To confirm ART status, we screened plasma samples for the presence of 10 antiretrovirals (Supplementary Table 1,; Fig. 3b). In contrast to what we observed in Zambia, a total of four of seven ART-reporting donors (57%) had at least three antiretrovirals with concentrations above the EC50, whereas two of seven (29%) had only one antiretroviral present. The remaining individual (14%) had no detectable antiretrovirals. The triple therapies detected were again consistent with WHO-recommended first-line regimens (TDF/3TC/EFV). Due to the detection of antiretrovirals in 86% of these donors, we hypothesized that drug resistance rather than an interruption in ART may contribute to transmission in this subset. Indeed, we were able to determine or infer the presence of DRM in four of the seven couples; of these couples, there was evidence for transmitted drug resistance in three pairs (75%). In the BGO 003 pair, we detected one non-nucleoside reverse transcriptase inhibitor (NNRTI) DRM, V106M, in the donor, rendering the virus highly resistant (penalty score 60) to NVP and EFV treatment (Fig. 4a; left); however, this DRM was not detected in the partner (Fig. 4a; right), although reversion between transmission and sampling is possible.

Fig. 4:
Drug resistance mutations (DRMs) result in treatment failure and subsequent transmission in Rwandan pairs.Pol sequences for donor and recipient partners were submitted to the Stanford University HIV drug resistance database for the identification of potential DRM. Major DRMs were detected in (a) BGO 003M (donor), (b) RUG 001F (donor), and RUG 001M (recipient), (c) COR 140F (recipient), and (d) COR 150M (donor) and COR 150F (recipient). The contribution of each DRM is estimated by penalty scores (a Stanford University HIV drug resistance database measure). The cumulative penalty score determines the level of drug resistance (between 0 and 9, susceptible; 10–14, potential low level resistance; 15–29, low level resistance; 30–59, intermediate resistance; ≥60, high-level resistance).

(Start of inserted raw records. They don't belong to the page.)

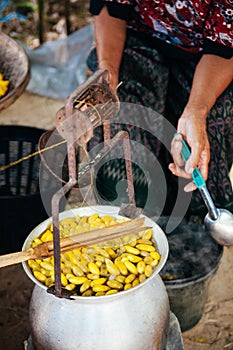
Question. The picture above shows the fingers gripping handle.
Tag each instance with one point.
(185, 154)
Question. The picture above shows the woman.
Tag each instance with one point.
(176, 58)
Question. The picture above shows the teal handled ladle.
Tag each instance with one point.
(218, 222)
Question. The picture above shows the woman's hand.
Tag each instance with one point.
(212, 76)
(192, 127)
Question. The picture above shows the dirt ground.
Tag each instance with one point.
(213, 332)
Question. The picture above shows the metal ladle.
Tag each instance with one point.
(218, 222)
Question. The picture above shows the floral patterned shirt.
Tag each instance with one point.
(194, 26)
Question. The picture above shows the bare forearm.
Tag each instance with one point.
(213, 75)
(110, 35)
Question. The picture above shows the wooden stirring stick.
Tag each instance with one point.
(45, 249)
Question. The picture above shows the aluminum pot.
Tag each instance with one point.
(133, 319)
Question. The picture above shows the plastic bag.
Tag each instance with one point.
(58, 67)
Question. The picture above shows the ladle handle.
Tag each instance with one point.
(199, 182)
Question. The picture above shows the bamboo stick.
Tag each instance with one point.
(76, 241)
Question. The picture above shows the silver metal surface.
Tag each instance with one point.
(221, 229)
(218, 222)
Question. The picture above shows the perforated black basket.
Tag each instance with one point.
(21, 205)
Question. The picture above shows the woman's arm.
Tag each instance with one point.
(110, 36)
(212, 76)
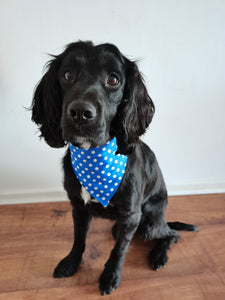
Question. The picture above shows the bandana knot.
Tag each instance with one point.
(100, 170)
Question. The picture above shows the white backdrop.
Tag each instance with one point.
(181, 47)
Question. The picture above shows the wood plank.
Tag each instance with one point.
(34, 237)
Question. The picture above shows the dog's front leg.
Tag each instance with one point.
(69, 265)
(111, 276)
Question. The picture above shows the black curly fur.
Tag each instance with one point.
(124, 111)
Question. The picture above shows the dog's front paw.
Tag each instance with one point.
(67, 267)
(109, 281)
(158, 259)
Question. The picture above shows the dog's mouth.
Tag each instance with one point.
(81, 142)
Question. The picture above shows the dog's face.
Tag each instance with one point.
(92, 81)
(90, 94)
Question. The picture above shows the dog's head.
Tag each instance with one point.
(90, 94)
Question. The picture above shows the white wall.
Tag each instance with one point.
(181, 45)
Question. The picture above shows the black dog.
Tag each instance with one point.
(89, 95)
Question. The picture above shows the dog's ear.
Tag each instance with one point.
(47, 105)
(135, 112)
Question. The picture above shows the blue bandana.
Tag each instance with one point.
(99, 170)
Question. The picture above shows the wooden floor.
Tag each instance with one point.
(34, 237)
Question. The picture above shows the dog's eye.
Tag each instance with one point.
(112, 80)
(68, 76)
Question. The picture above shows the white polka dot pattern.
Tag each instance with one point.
(99, 170)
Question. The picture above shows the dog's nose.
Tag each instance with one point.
(82, 112)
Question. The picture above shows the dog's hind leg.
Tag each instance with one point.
(158, 255)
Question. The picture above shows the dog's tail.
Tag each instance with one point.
(182, 226)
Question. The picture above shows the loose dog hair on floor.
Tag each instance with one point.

In the RUG 001 pair, we identified two NNRTI DRM in the donor virus (Fig. 4b; left), K103N and K238T, which contributed to high-level resistance and were detected in the partner (Fig. 4b; right). Although we were unable to directly sequence the COR 140 donor, we detected two distinct drug resistance viral populations in the recipient's plasma, suggesting multivariant transmission. Viral variant 1 contained three NNRTI and one nucleoside reverse transcriptase inhibitor (NRTI) DRM, which confer high-level resistance to both classes of drug (Fig. 4c; left). Viral variant 2 contained six DRMs, three of which were present in variant 1 (Fig. 4c; right). This variant encoded two additional NNRTI and one additional NRTI DRM (Fig. 4c). In the COR 150 pair, we detected nine DRMs in the donor virus (Fig. 4d; left). Three mutations contributed to high-level NNRTI resistance, whereas two rendered the virus highly resistant to several NRTIs. Only five DRMs were detected in the partner (Fig. 4d; right). Finally, viral sequences obtained from the KIN 001 and KIM 168 couples showed no evidence of DRM.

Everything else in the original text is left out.